Recent Works

We claim that navigation in human environments can be viewed as cooperative activity especially in constrained situations. Humans concurrently aid and comply with each other while moving in a shared space. Cooperation helps pedestrians to efficiently reach their own goals and respect conventions such as the personal space of others. To meet human comparable efficiency, a robot needs to predict the human trajectories and plan its own trajectory correspondingly in the same shared space. In this work, we present a navigation planner that is able to plan such cooperative trajectories, simultaneously enforcing the robot’s kinematic constraints and avoiding other non-human dynamic obstacles. Using robust social constraints of projected time to a possible future collision, compatibility of human-robot motion direction, and proxemics, our planner is able to replicate human-like navigation behavior not only in open spaces but also in confined areas. Besides adapting the robot trajectory, the planner is also able to proactively propose co-navigation solutions by jointly computing human and robot trajectories within the same optimization framework. We demonstrate richness and performance of the cooperative planner with simulated and real world experiments on multiple interactive navigation scenarios.

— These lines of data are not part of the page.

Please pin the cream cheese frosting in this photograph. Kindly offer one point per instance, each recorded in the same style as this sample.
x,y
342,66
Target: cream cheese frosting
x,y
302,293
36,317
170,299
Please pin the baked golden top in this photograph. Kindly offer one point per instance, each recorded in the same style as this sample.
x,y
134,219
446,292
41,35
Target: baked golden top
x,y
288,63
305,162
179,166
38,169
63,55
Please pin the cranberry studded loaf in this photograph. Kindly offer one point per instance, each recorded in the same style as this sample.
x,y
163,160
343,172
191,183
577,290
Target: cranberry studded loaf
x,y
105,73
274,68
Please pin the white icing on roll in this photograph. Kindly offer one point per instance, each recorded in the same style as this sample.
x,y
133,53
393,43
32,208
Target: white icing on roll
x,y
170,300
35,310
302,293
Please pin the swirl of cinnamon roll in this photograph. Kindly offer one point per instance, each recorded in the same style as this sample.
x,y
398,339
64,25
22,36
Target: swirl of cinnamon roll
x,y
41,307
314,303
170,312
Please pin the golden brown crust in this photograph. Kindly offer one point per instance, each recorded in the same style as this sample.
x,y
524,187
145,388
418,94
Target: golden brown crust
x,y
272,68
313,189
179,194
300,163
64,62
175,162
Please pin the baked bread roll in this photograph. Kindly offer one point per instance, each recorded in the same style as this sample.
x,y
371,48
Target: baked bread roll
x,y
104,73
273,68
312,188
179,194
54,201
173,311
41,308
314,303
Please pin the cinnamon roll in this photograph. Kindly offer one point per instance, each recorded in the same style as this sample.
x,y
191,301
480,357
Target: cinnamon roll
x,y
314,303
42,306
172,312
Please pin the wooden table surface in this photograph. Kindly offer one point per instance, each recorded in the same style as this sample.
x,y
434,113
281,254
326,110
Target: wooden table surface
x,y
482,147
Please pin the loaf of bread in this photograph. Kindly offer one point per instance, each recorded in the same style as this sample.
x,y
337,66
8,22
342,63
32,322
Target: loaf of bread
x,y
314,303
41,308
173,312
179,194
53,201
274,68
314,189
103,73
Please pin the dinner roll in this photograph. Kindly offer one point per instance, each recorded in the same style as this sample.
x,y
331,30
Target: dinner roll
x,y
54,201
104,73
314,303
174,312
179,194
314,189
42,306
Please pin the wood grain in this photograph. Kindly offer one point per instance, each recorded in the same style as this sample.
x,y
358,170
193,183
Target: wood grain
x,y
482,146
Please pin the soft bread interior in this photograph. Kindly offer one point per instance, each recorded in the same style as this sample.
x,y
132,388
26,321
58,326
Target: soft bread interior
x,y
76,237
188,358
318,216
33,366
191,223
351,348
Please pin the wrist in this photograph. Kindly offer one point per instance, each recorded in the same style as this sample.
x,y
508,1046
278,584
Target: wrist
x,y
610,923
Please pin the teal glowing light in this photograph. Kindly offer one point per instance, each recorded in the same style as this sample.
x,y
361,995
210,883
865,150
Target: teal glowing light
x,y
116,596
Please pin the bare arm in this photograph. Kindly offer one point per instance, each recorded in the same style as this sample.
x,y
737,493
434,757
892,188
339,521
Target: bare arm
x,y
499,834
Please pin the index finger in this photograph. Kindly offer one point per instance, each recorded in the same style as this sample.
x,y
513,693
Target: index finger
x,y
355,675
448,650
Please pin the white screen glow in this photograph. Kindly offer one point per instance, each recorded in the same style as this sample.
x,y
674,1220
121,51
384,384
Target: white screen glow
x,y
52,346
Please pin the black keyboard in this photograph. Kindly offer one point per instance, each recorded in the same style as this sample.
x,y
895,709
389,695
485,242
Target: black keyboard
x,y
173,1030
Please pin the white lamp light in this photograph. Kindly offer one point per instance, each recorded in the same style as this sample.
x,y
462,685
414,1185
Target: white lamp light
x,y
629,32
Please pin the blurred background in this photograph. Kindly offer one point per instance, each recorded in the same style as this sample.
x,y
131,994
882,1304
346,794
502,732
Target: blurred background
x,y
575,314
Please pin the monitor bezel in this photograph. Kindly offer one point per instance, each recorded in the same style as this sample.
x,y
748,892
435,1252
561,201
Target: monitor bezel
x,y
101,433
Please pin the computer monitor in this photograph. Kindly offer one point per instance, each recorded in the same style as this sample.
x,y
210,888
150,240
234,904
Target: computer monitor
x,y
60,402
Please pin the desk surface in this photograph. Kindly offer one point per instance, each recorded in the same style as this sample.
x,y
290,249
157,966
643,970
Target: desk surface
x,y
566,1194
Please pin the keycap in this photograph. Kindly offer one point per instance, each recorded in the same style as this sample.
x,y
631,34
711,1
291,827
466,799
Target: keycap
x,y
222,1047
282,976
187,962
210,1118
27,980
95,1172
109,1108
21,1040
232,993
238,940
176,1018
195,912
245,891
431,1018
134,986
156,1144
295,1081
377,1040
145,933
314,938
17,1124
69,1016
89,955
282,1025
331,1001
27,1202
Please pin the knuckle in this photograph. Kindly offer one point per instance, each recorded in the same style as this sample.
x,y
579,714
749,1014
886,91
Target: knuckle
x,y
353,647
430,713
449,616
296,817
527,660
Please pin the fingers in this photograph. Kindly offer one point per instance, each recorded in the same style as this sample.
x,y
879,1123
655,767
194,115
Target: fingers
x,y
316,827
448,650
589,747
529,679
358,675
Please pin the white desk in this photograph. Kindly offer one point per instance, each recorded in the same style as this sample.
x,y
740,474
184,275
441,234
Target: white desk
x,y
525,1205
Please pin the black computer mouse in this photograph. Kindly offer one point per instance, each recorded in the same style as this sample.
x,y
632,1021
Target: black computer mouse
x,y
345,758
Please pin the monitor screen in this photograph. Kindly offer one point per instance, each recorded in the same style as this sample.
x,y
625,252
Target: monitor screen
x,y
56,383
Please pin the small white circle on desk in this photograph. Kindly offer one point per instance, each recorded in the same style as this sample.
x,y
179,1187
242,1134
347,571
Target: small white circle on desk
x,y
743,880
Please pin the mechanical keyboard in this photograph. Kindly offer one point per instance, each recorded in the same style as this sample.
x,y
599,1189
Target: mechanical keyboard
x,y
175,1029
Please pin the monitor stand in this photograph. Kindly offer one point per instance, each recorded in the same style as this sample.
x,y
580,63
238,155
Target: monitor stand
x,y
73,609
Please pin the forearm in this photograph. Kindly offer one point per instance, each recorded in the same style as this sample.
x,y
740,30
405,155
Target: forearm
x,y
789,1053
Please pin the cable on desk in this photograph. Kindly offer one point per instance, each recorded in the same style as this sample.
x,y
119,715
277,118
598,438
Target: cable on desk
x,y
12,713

This paper focuses on requirements for effective human robot collaboration in interactive navigation scenarios. We designed several use-cases where humans and robot had to move in the same environment that resemble canonical path-crossing situations. These use-cases include open as well as constrained spaces. Three different state-of-the-art human-aware navigation planners were used for planning the robot paths during all selected use-cases. We compare results of simulation experiments with these human-aware planners in terms of quality of generated trajectories together with discussion on capabilities and limitations of the planners. The results show that the human-robot collaborative planner performs better in everyday path-crossing configurations. This suggests that the criteria used by the human-robot collaborative planner (safety, time-to-collision, directional-costs) are possible good measures for designing acceptable human-aware navigation planners. Consequently, we analyze the effects of these social criteria and draw perspectives on future evolution of human-aware navigation planning methods.

Mobile robots equipped with a pan-tilt head need to use gaze direction to manifest its navigational intents for more acceptable human-robot interaction. We frame control of such gaze behavior as multi-criteria decision-making problem, and provide a solution to synchronize gaze control with robot’s navigation planner. This approach is useful in the context of robot navigation, where it may be inapt to display only a predefined gaze pattern due to the dynamic nature of the scene. By enabling two behaviors, look-at-path and glance-at-human, we demonstrate the effectiveness of our approach on a real robotic platform in a path crossing scenario. Furthermore, we discuss results of a video based user study conducted with 126 participants showing improved communication of robot’s navigational intentions with the proposed approach.